Nach Ansicht des Präsidiums der Geschäftsführung der GmbH & Co. KGaA sei es nicht mehr zumutbar, "einen wirtschaftlichen Balanceakt mit persönlichem Risiko zu vollführen, weil ein Gesellschafter hoch pokert". Daher soll künftig für den Profifußball "nur noch mit nachgewiesenen und tatsächlich eingegangenen Mitteln" geplant werden. "Genussscheine, Darlehen und vergleichbare Finanzierungsformen können auf Grund der wirtschaftlichen Lage des Unternehmens künftig nicht mehr akzeptiert werden."

Reisinger erhofft sich nun, dass er nach dem Abstreifen seiner Doppelrolle "die Gesellschafterinteressen des Vereins in solchen Fragen auch nach außen hin" klarer vertreten kann.

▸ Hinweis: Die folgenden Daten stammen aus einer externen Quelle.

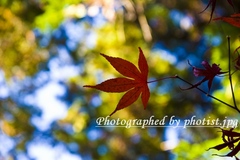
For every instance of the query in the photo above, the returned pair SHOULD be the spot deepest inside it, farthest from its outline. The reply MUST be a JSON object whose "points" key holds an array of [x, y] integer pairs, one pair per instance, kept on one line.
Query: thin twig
{"points": [[208, 94]]}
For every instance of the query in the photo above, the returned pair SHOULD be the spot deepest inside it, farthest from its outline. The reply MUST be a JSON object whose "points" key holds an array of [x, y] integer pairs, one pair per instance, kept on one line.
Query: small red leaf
{"points": [[134, 87], [142, 64], [127, 99], [124, 67], [234, 151], [225, 144], [145, 96], [115, 85]]}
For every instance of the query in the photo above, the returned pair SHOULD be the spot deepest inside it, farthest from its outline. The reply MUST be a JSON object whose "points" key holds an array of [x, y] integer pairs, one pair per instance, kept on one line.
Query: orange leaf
{"points": [[135, 86], [115, 85], [233, 19], [128, 98]]}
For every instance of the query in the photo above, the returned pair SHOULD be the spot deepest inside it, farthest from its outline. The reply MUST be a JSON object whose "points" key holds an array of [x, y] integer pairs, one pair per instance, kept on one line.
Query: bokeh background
{"points": [[50, 49]]}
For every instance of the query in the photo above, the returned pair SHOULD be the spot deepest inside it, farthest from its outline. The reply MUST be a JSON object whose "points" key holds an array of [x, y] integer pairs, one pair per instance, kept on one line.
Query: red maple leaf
{"points": [[234, 19], [229, 138], [134, 82], [213, 4], [209, 72]]}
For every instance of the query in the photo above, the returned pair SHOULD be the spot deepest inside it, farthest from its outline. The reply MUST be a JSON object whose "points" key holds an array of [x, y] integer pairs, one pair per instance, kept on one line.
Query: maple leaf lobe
{"points": [[135, 83]]}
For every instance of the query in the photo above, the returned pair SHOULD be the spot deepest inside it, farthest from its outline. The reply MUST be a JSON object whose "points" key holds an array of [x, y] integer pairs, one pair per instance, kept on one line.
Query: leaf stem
{"points": [[230, 75], [207, 93], [156, 80]]}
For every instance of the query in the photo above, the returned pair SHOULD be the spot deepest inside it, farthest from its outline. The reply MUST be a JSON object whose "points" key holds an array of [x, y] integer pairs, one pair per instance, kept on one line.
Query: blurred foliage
{"points": [[169, 32]]}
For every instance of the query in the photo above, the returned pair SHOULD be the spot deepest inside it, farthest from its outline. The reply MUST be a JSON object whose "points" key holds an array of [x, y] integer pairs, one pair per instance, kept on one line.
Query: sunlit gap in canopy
{"points": [[164, 53]]}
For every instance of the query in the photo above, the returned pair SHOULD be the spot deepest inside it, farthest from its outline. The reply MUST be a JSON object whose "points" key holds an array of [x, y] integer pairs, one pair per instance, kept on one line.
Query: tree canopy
{"points": [[50, 49]]}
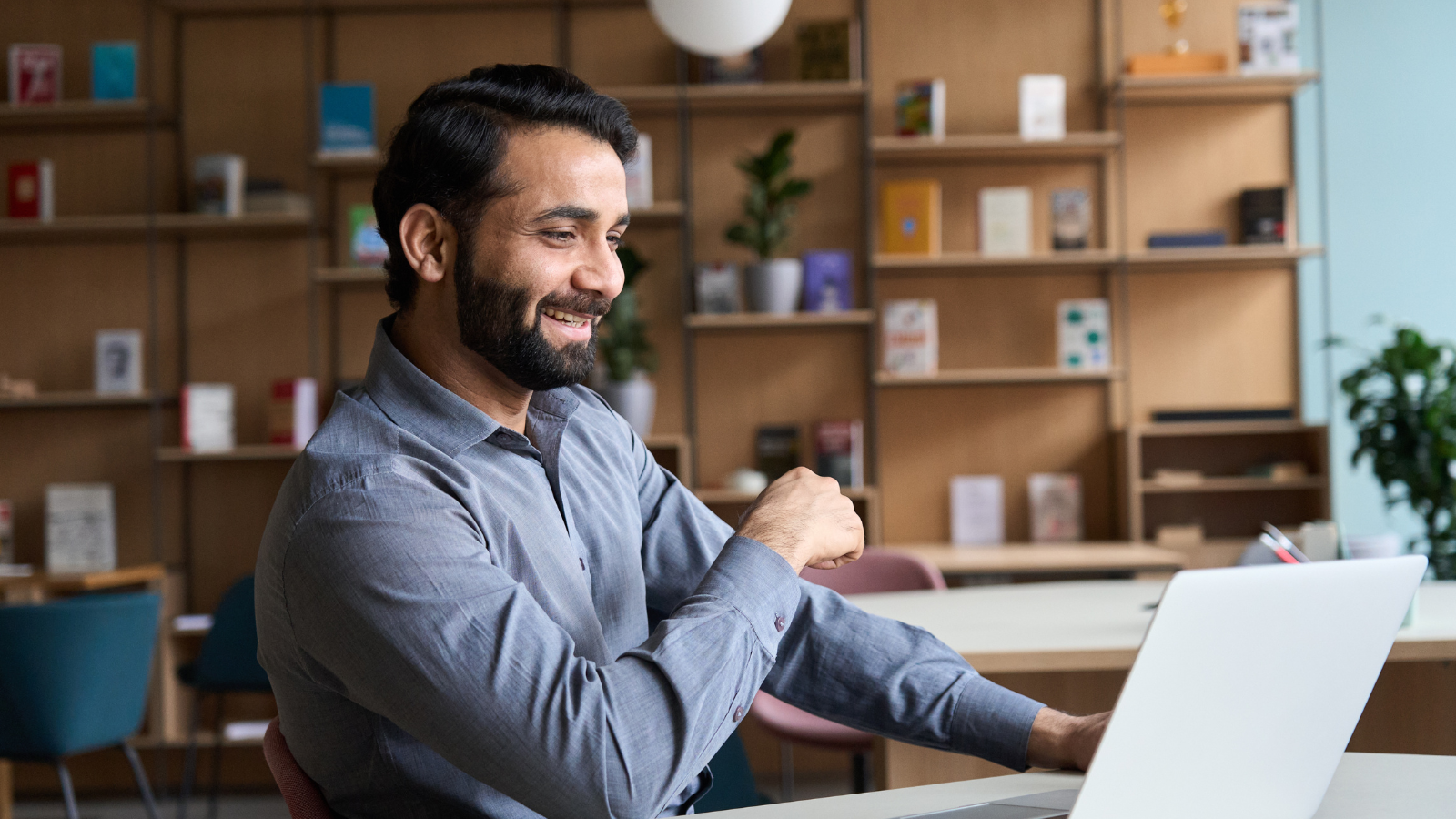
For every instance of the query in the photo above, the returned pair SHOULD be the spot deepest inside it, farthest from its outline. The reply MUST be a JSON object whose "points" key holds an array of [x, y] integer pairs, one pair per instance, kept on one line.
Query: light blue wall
{"points": [[1390, 167]]}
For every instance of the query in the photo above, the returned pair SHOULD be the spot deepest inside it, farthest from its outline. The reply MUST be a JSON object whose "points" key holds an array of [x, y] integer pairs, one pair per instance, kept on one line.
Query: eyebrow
{"points": [[577, 213]]}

Der Jordanier Ismaik hatte beim TSV 1860 in der vergangenen Woche eine notwendige Zahlung geleistet. Der Traditionsverein hatte beim DFB für die Drittliga-Lizenz ein Budget angegeben, die Liquidität bis zu dem Eingang der Summe aber nicht nachgewiesen. Berichten zufolge stand 1860 sogar vor Punktabzügen oder einer Geldstrafe.

Ismaik ist Mehrheitseigner der Kommanditgesellschaft auf Aktien (KGaA) bei den "Löwen", die Mehrheit der Stimmen liegt jedoch beim Verein. Das missfällt dem machtbewussten Investor schon lange.